Ian Love

Personal information
- Full name: Ian James Love
- Date of birth: 1 March 1958 (age 68)
- Place of birth: Cardiff, Wales
- Height: 5 ft 11 in (1.80 m)
- Position: Forward

Senior career*
- Years: Team / Apps / (Gls)
- 1979–1982: Barry Town / 100 / (35)
- 1982–1984: Merthyr Tydfil
- 1984–1986: Barry Town / 34 / (15)
- 1986–1989: Swansea City / 41 / (10)
- 1989: Torquay United / 9 / (0)
- 1989–1990: Cardiff City / 2 / (0)
- 1990–1991: Barry Town / 46 / (9)

= Ian Love =

Welsh footballer

Ian James Love (born 1 March 1958) is a Welsh former professional footballer who played as a forward.
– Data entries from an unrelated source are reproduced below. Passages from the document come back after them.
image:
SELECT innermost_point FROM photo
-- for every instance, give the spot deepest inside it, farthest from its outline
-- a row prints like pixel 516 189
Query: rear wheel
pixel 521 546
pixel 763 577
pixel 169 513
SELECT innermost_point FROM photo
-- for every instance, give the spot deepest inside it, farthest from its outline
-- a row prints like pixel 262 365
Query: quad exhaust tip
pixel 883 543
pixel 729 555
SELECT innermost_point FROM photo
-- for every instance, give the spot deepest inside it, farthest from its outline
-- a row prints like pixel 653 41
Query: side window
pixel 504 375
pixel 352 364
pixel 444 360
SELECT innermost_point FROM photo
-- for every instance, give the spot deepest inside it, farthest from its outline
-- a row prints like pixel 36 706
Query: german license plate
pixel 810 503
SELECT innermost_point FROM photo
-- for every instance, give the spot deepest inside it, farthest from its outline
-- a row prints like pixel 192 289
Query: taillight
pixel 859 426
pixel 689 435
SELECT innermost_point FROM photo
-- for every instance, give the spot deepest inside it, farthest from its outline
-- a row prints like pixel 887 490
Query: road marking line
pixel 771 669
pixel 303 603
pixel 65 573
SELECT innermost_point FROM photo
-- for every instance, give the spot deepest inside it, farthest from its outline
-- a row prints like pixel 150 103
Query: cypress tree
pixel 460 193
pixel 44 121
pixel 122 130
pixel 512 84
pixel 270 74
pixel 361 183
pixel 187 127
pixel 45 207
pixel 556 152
He made 52 appearances in the Football League during spells with Swansea City, Torquay United and Cardiff City.

==Career==
After playing local league football, Love joined Barry Town in 1979. In two spells with Barry and one with Merthyr Tydfil, he impressed enough to be offered a professional deal by Swansea City in 1986. He scored nine goals in 41 league appearances for the side. He also scored in the first leg of the 1988 Football League Fourth Division play-off final as Swansea won promotion to the Third Division.

He was sold to Torquay United for £2,000 in March 1989 but left the club soon after. He joined Cardiff City on non-contract terms, making two league appearances before returning to Barry Town.